The news sent Brent crude futures and WTI, the US benchmark, surging up about 6% in trading on Monday, with RBOB, the most closely watched wholesale gasoline price, jumping by about 8 cents per gallon or 3%. As a result, US drivers can expect to see their gas prices increase significantly in the coming weeks.
Energy expert Tom Kloza warned that OPEC's move is expected to "reawaken the inflation monster" and send US gas prices higher. He predicted that the national average for US gas prices could reach $3.80 to $3.90 in relatively short order, taking into account the recent spike in oil prices.
Kloza noted that while there are some factors that may help mitigate the impact of the production cut, such as additional releases from the US Strategic Petroleum Reserve and increased US oil production and refining capacity, a 1 million barrel-per-day cut will not be easy to make up. However, he also acknowledged that OPEC+ has the ability to reduce production and appears motivated to do so.
The move by OPEC+ comes at a time when global energy markets are already under pressure due to the ongoing Russia-Ukraine conflict and concerns about potential economic recession. With gasoline futures surging, US drivers can expect to see their gas prices increase significantly in the coming weeks. As Kloza warned, "We're not going to get back to $5 a gallon" but prices could return to year-earlier levels by the end of the summer if there are any significant disruptions to production along the Gulf Coast.
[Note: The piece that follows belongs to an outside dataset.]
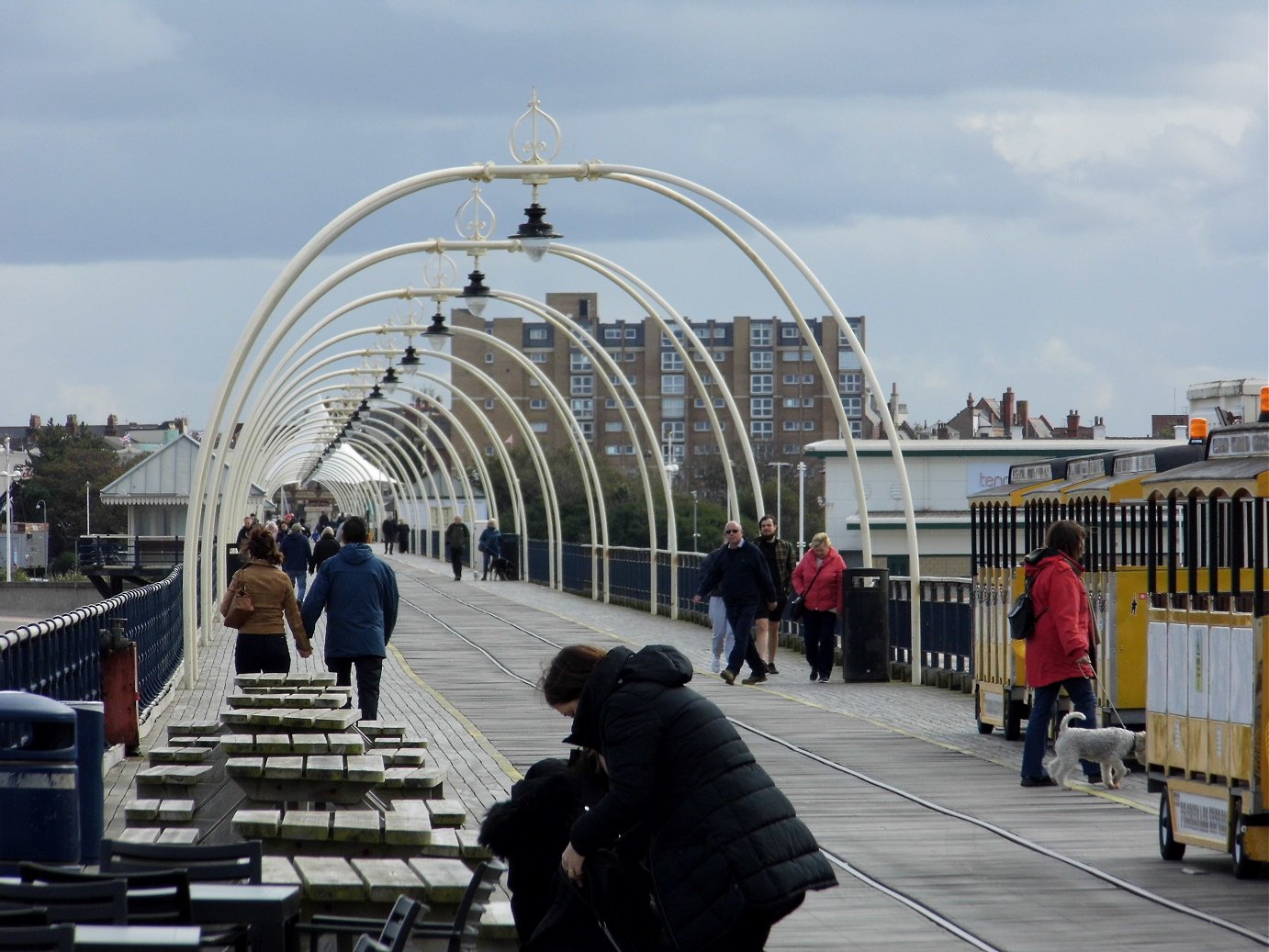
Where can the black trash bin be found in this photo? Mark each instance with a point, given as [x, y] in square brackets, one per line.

In a move that has sent shockwaves through the energy market, OPEC+ announced on Sunday that it will slash oil production by over 1.6 million barrels per day starting in May and running through the end of the year. The production cut is expected to have an immediate impact on gasoline futures, leading to a surge in US gas prices.
The news sent Brent crude futures and WTI, the US benchmark, surging up about 6% in trading on Monday, with RBOB, the most closely watched wholesale gasoline price, jumping by about 8 cents per gallon or 3%. As a result, US drivers can expect to see their gas prices increase significantly in the coming weeks.
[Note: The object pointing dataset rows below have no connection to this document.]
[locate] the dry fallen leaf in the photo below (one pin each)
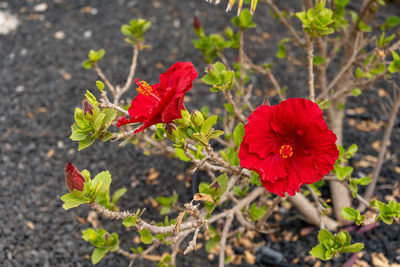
(203, 197)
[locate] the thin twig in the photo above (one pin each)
(310, 56)
(104, 78)
(385, 143)
(224, 235)
(268, 213)
(285, 22)
(123, 90)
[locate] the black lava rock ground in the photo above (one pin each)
(42, 81)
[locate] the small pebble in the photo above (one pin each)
(40, 7)
(20, 89)
(59, 35)
(8, 22)
(87, 34)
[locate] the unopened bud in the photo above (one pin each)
(197, 118)
(73, 178)
(196, 23)
(266, 102)
(169, 128)
(87, 107)
(341, 237)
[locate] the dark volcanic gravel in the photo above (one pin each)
(42, 81)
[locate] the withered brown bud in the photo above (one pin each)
(266, 102)
(87, 107)
(73, 177)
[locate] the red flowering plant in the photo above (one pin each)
(288, 145)
(281, 147)
(161, 102)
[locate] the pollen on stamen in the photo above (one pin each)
(143, 87)
(286, 151)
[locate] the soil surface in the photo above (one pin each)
(42, 81)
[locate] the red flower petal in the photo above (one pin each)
(73, 178)
(165, 102)
(288, 145)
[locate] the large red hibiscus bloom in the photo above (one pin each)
(288, 145)
(161, 102)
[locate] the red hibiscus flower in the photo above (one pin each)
(288, 145)
(73, 177)
(161, 102)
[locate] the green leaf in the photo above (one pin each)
(181, 154)
(74, 199)
(91, 98)
(131, 220)
(118, 194)
(99, 121)
(281, 48)
(356, 92)
(324, 235)
(216, 133)
(87, 64)
(364, 27)
(318, 60)
(392, 21)
(78, 136)
(256, 213)
(101, 183)
(87, 142)
(100, 85)
(145, 236)
(238, 134)
(208, 123)
(98, 254)
(319, 251)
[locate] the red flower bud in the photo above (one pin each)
(73, 178)
(87, 107)
(196, 23)
(266, 102)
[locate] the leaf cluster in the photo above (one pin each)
(386, 211)
(134, 31)
(331, 245)
(90, 126)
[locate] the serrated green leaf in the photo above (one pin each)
(87, 64)
(238, 134)
(88, 141)
(324, 235)
(74, 199)
(118, 194)
(98, 122)
(181, 154)
(78, 136)
(145, 236)
(208, 124)
(319, 251)
(98, 254)
(100, 85)
(356, 247)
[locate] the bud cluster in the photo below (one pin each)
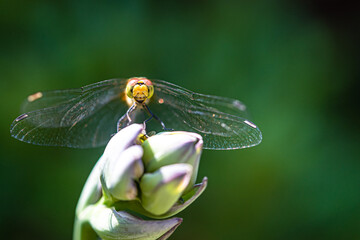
(155, 179)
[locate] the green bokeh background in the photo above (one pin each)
(294, 63)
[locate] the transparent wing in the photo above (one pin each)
(221, 121)
(80, 118)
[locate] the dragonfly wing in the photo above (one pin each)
(219, 120)
(80, 118)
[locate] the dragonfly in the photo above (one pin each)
(87, 117)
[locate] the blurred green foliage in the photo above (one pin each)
(295, 67)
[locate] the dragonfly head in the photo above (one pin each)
(139, 89)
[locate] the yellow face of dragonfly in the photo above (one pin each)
(140, 89)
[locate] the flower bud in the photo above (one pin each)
(110, 224)
(119, 175)
(173, 147)
(123, 165)
(163, 188)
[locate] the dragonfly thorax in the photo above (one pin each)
(140, 89)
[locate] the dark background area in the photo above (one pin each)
(294, 63)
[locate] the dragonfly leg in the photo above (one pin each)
(156, 118)
(127, 116)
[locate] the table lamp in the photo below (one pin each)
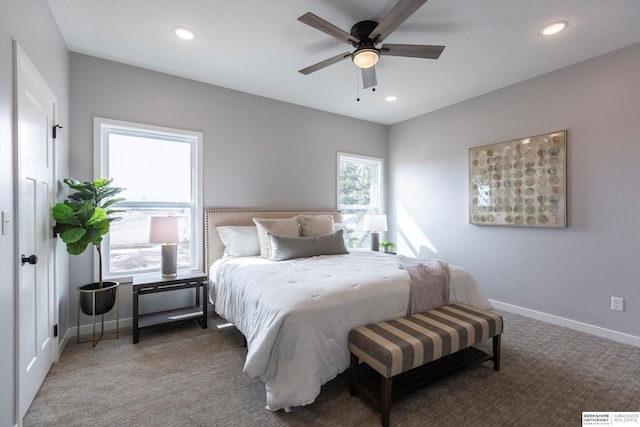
(164, 229)
(375, 224)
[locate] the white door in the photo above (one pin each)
(36, 109)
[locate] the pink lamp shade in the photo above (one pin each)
(163, 229)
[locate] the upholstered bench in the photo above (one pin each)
(408, 343)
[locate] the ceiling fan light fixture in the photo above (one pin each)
(554, 28)
(184, 33)
(365, 57)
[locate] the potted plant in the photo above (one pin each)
(387, 246)
(82, 220)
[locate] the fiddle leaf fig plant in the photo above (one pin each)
(84, 217)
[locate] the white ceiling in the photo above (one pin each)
(258, 46)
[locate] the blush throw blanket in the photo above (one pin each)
(428, 283)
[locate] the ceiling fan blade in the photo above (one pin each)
(320, 65)
(412, 50)
(396, 16)
(328, 28)
(369, 77)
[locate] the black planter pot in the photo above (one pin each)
(105, 297)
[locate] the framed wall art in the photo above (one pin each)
(520, 183)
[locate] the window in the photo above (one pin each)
(160, 169)
(360, 192)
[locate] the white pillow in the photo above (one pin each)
(313, 225)
(279, 227)
(239, 240)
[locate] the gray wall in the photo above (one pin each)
(257, 152)
(31, 24)
(571, 273)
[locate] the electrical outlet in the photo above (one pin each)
(617, 304)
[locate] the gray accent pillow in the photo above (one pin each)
(284, 247)
(312, 225)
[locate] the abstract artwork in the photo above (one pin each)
(520, 182)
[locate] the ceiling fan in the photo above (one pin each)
(366, 35)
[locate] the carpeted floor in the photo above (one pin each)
(182, 375)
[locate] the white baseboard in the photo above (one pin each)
(568, 323)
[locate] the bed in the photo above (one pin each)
(296, 313)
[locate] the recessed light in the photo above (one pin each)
(554, 28)
(184, 33)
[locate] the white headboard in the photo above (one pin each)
(213, 218)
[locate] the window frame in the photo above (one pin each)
(379, 206)
(101, 126)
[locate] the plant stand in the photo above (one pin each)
(93, 293)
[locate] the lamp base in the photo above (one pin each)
(375, 241)
(169, 260)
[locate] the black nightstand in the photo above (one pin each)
(154, 283)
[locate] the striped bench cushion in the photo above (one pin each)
(401, 344)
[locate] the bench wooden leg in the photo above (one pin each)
(385, 399)
(496, 352)
(353, 374)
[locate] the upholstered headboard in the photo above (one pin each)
(213, 218)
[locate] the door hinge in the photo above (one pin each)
(55, 130)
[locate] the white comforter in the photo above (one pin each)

Energy expert Tom Kloza warned that OPEC's move is expected to "reawaken the inflation monster" and send US gas prices higher. He predicted that the national average for US gas prices could reach $3.80 to $3.90 in relatively short order, taking into account the recent spike in oil prices.
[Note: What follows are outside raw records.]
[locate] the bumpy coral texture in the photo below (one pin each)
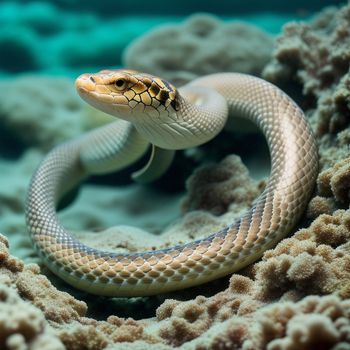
(296, 297)
(314, 59)
(57, 111)
(201, 45)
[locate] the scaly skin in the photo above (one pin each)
(154, 111)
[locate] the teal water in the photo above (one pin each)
(69, 37)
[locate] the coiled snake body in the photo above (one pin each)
(153, 111)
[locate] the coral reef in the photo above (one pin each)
(313, 58)
(40, 112)
(295, 297)
(203, 45)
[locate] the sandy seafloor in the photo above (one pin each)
(295, 297)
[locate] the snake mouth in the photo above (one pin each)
(93, 90)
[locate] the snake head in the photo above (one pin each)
(128, 94)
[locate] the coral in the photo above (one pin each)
(22, 326)
(335, 181)
(214, 188)
(203, 45)
(47, 112)
(35, 288)
(314, 58)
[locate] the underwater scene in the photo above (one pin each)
(175, 175)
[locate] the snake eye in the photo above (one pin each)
(120, 84)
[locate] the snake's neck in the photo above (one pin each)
(200, 114)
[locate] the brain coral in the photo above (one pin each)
(313, 58)
(296, 297)
(40, 111)
(201, 45)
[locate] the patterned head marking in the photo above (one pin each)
(126, 92)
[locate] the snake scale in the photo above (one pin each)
(152, 111)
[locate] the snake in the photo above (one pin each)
(152, 112)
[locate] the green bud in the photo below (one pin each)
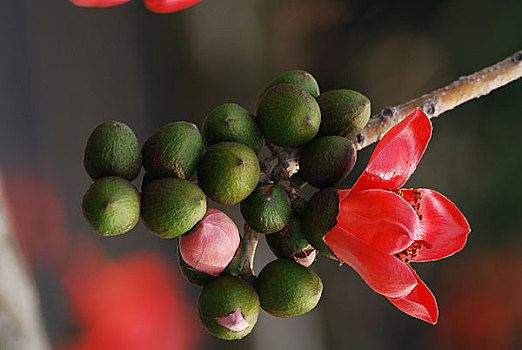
(327, 160)
(267, 209)
(228, 308)
(287, 289)
(344, 113)
(111, 206)
(299, 78)
(171, 207)
(112, 150)
(233, 123)
(228, 172)
(288, 116)
(320, 216)
(173, 151)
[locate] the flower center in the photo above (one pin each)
(410, 253)
(414, 201)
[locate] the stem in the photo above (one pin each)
(444, 99)
(285, 161)
(248, 251)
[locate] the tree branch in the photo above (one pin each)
(444, 99)
(284, 162)
(248, 251)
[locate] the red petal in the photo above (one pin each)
(343, 193)
(384, 273)
(98, 3)
(397, 154)
(167, 6)
(443, 226)
(420, 303)
(380, 219)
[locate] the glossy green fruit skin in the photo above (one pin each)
(221, 298)
(112, 150)
(233, 123)
(171, 206)
(228, 172)
(290, 242)
(288, 116)
(111, 205)
(320, 216)
(299, 78)
(287, 289)
(267, 209)
(173, 151)
(344, 113)
(326, 161)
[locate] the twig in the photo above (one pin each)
(444, 99)
(284, 162)
(248, 251)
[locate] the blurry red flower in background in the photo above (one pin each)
(132, 303)
(158, 6)
(166, 6)
(382, 228)
(37, 218)
(483, 299)
(98, 3)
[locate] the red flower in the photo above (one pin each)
(133, 303)
(159, 6)
(98, 3)
(166, 6)
(382, 228)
Kloza noted that while there are some factors that may help mitigate the impact of the production cut, such as additional releases from the US Strategic Petroleum Reserve and increased US oil production and refining capacity, a 1 million barrel-per-day cut will not be easy to make up. However, he also acknowledged that OPEC+ has the ability to reduce production and appears motivated to do so.
The move by OPEC+ comes at a time when global energy markets are already under pressure due to the ongoing Russia-Ukraine conflict and concerns about potential economic recession. With gasoline futures surging, US drivers can expect to see their gas prices increase significantly in the coming weeks. As Kloza warned, "We're not going to get back to $5 a gallon" but prices could return to year-earlier levels by the end of the summer if there are any significant disruptions to production along the Gulf Coast.